A little girl’s voice floated down from upstairs. “Mommy?”
Mira thrust the toy at Daisy. “It’s important. Take it.”
“But—”
Mira’s face changed. The sad woman, the mother who had let Daisy into the house, suddenly became a Fate. Her back straightened. Her eyes narrowed and hardened. Mira was not to be disobeyed.
Because disobeying Mira was to disobey fate.
“We are bound to this path.” She thrust the little dragon at Daisy again. “Go!” Her hand whipped at the door.
Daisy took the toy and stuffed it into the inside pocket of her jacket. The same pocket she’d carried her kangaroo.
From upstairs: “Mommy! I’m done!”
Mira pushed Daisy toward the door and across the threshold. “She’ll be okay.”
“Mira.” Daisy held the door to keep the other woman from slamming it. “So will he.”
The Fate look vanished from Mira’s face and the woman returned. The mother and the wife who’d been crying. She nodded once.
And closed the door.
22
Now….
“Whoa.” Gavin sat back in his chair and shook his head. “That’s cold, Daisy. Stealing a kid’s favorite toy.”
“I didn’t want to take it.” She ran her finger around the rim of her bleach-tainted coffee mug. “Didn’t have a choice.”

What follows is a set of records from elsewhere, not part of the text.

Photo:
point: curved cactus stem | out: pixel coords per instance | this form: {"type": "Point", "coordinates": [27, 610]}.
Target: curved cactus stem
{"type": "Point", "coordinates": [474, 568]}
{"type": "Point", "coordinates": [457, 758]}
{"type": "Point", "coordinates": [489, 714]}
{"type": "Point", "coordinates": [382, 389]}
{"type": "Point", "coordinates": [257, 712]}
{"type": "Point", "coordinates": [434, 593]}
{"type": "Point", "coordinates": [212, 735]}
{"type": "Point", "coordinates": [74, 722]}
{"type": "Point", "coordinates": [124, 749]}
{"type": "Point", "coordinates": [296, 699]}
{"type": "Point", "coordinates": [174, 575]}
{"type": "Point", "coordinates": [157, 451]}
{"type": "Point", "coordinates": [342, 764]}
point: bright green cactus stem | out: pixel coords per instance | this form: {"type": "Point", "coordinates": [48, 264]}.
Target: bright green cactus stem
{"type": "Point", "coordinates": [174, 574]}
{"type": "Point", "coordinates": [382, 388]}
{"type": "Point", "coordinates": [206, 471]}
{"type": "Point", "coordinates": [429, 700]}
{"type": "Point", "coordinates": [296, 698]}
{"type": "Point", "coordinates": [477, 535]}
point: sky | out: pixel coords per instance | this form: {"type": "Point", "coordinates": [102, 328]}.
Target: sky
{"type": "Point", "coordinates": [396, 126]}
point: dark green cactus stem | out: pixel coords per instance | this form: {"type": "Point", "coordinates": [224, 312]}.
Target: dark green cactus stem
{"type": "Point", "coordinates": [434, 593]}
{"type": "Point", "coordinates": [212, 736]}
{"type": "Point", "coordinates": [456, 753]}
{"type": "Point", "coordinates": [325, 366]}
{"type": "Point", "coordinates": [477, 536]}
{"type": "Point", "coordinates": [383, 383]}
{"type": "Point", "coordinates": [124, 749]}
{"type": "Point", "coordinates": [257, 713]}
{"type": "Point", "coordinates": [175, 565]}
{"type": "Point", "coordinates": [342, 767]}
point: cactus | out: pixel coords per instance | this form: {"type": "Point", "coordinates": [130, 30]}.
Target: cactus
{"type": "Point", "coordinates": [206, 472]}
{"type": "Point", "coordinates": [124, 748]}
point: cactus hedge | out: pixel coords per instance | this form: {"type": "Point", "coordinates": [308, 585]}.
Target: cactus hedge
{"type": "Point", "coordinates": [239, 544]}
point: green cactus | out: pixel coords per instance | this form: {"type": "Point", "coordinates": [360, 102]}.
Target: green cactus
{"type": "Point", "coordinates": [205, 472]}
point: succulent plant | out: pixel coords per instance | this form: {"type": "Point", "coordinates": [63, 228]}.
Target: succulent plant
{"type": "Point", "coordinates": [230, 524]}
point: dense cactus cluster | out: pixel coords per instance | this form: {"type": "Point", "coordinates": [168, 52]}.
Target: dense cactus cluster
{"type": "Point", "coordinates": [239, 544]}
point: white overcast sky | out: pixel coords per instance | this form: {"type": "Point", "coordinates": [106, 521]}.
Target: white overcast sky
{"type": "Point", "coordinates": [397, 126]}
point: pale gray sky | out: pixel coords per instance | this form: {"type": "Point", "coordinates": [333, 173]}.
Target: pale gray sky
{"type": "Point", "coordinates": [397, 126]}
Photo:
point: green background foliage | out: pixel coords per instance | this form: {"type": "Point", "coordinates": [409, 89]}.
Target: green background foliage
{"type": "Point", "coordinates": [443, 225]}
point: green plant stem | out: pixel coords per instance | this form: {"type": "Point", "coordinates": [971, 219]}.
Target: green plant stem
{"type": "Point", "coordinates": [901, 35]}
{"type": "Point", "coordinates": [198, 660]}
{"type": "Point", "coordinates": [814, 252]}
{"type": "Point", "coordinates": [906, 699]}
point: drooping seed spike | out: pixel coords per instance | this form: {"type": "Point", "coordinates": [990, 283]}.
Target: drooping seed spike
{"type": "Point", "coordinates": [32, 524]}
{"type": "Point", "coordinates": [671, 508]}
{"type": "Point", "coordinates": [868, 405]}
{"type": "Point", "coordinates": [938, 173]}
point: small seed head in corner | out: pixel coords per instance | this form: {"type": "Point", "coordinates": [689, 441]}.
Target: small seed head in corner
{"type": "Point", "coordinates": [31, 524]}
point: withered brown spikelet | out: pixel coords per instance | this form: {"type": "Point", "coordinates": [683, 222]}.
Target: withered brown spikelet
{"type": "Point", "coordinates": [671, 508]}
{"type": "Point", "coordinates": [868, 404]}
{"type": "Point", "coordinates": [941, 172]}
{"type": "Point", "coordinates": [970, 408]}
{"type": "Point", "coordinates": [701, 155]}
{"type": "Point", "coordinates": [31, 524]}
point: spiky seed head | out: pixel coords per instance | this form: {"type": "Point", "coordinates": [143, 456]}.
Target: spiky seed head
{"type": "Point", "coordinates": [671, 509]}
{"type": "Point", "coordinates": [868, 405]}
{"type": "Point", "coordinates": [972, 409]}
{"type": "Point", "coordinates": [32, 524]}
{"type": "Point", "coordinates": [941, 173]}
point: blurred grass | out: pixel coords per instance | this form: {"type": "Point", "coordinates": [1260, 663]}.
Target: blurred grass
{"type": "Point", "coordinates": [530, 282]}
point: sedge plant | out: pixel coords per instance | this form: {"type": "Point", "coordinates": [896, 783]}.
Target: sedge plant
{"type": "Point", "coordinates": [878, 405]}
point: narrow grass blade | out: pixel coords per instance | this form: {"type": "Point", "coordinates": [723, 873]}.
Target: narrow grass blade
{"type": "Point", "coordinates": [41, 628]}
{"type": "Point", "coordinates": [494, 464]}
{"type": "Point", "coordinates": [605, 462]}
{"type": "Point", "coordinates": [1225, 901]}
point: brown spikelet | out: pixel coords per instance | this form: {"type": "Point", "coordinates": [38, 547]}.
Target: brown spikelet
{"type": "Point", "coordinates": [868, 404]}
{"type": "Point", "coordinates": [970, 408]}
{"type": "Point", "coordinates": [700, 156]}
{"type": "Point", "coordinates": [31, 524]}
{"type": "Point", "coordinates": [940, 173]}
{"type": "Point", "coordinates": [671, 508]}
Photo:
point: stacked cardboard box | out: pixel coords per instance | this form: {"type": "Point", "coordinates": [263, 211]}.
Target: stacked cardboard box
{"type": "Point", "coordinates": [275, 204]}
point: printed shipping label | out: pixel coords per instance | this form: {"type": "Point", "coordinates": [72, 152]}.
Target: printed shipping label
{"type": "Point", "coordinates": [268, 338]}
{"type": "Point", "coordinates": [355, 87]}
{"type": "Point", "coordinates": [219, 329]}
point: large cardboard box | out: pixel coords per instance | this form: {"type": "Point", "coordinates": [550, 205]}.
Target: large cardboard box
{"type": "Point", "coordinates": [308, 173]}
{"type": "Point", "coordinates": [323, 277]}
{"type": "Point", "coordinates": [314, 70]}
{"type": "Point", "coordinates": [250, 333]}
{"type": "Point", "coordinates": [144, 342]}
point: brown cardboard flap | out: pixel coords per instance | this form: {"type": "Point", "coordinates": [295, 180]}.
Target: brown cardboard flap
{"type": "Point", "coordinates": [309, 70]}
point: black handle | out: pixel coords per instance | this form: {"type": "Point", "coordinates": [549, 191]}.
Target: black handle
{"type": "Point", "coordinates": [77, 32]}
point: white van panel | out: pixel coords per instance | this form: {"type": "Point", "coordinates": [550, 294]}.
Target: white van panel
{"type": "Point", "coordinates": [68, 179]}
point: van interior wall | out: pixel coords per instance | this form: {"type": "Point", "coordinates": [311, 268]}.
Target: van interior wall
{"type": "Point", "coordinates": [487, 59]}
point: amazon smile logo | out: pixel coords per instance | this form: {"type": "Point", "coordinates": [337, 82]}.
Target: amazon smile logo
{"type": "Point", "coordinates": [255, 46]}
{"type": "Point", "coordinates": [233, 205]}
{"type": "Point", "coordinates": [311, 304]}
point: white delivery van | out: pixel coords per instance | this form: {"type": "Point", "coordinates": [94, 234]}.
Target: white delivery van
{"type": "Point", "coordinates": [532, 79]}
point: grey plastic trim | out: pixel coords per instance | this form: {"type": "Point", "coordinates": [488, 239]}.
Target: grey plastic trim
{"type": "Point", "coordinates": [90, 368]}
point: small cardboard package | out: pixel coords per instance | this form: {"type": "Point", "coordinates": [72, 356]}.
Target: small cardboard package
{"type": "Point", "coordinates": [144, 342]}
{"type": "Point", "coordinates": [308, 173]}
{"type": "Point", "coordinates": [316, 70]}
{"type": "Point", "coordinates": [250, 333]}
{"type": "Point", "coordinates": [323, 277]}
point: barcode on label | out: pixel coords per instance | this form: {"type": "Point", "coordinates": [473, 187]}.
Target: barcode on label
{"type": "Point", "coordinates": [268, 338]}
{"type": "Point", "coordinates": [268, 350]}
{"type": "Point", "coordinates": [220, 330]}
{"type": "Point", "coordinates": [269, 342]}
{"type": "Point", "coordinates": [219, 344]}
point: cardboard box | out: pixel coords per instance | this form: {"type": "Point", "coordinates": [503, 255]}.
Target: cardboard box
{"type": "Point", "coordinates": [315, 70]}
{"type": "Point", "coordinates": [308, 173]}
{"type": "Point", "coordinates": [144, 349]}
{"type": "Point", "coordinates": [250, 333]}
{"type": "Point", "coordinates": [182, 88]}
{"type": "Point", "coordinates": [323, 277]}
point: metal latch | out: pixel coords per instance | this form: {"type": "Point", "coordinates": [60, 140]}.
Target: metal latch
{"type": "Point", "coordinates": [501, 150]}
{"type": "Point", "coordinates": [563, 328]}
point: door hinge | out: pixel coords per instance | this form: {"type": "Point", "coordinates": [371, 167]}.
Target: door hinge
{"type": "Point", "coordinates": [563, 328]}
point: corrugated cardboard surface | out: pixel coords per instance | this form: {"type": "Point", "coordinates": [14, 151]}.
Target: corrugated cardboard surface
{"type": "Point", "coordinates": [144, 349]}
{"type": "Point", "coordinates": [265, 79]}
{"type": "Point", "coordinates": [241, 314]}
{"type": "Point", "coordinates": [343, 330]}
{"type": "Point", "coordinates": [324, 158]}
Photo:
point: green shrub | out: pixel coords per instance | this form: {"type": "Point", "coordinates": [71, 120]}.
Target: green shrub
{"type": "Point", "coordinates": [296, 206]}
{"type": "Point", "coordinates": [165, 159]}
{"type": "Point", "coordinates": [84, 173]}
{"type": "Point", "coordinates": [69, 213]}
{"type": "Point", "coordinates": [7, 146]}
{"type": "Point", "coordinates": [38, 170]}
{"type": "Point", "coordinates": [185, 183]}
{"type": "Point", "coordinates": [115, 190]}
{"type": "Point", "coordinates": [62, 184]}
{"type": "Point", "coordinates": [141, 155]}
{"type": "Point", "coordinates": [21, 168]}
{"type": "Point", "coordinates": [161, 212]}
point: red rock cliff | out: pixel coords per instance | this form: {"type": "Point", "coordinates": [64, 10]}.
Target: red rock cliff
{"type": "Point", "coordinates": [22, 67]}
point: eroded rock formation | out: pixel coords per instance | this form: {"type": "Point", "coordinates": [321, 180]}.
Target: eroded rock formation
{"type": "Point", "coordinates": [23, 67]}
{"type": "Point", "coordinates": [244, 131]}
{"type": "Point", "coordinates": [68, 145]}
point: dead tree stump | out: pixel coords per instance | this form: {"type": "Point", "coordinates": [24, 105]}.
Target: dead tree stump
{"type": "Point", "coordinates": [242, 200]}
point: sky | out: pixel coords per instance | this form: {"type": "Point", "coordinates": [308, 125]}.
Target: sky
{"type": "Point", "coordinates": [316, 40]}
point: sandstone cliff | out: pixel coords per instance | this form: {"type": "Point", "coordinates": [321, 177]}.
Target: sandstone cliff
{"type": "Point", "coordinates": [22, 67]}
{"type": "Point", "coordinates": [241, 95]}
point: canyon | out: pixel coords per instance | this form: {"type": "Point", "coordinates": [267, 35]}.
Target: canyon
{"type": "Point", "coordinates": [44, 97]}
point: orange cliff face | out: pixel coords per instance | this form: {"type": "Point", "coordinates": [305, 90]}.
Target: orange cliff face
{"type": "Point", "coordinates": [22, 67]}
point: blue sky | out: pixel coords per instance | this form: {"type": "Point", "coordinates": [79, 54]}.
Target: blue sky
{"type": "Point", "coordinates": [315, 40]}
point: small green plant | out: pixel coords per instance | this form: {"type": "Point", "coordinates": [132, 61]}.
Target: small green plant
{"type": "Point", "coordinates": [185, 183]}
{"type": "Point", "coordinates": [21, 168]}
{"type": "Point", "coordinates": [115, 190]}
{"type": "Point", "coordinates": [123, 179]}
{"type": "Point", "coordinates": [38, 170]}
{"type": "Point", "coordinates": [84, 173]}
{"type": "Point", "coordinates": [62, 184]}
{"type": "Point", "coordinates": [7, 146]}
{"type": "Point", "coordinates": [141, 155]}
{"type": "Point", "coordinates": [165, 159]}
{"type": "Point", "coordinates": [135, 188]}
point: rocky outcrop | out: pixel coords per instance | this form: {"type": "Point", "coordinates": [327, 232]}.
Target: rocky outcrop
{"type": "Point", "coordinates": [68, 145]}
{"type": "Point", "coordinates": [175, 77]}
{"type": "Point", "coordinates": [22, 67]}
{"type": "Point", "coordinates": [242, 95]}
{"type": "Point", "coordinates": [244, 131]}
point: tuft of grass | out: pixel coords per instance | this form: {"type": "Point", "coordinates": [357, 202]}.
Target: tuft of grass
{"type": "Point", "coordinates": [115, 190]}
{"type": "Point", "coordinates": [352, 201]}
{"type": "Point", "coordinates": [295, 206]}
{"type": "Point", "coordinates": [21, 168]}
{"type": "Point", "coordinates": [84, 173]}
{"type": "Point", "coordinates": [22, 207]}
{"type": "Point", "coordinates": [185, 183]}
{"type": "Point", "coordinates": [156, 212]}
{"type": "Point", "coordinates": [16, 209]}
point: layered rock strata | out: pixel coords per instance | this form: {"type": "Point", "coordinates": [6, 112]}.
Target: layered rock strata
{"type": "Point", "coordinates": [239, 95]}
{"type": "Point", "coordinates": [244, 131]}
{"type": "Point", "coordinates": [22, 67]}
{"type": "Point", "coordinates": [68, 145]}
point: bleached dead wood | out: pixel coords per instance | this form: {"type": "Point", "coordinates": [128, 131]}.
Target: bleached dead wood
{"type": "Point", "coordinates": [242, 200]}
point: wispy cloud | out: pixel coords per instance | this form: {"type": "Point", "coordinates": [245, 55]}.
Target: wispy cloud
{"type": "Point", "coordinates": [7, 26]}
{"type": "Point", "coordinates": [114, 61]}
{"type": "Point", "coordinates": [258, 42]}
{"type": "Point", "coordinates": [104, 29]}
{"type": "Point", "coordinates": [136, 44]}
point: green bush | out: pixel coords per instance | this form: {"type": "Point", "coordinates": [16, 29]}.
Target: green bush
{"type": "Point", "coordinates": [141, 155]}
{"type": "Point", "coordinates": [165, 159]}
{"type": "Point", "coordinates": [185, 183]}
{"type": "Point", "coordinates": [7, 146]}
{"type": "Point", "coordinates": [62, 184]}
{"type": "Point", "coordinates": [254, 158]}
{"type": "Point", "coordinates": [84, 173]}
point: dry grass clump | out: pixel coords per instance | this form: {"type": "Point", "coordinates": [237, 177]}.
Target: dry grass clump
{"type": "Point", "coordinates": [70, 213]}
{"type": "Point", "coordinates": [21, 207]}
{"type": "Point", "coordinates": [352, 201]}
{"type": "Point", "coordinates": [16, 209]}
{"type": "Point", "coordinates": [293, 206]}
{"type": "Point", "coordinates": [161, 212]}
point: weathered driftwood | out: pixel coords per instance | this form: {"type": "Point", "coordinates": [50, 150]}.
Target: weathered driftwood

Daisy frowned. Fates and their manipulations. Not one of them seemed to care to look for alternative solutions.
“And you didn’t ask about your dad?” Gavin seemed incredulous. As if he couldn’t understand why she hadn’t taken advantage of what, to him, seemed a brilliant opportunity.
But one needed to be careful with Fates. Daisy shook her head. “No.”
He chuckled. “So you thought—what’s his name? Derek? Was your daddy?” AnnaBelinda and her husband had yet to set foot in Minneapolis, so Gavin had no idea who he was talking about.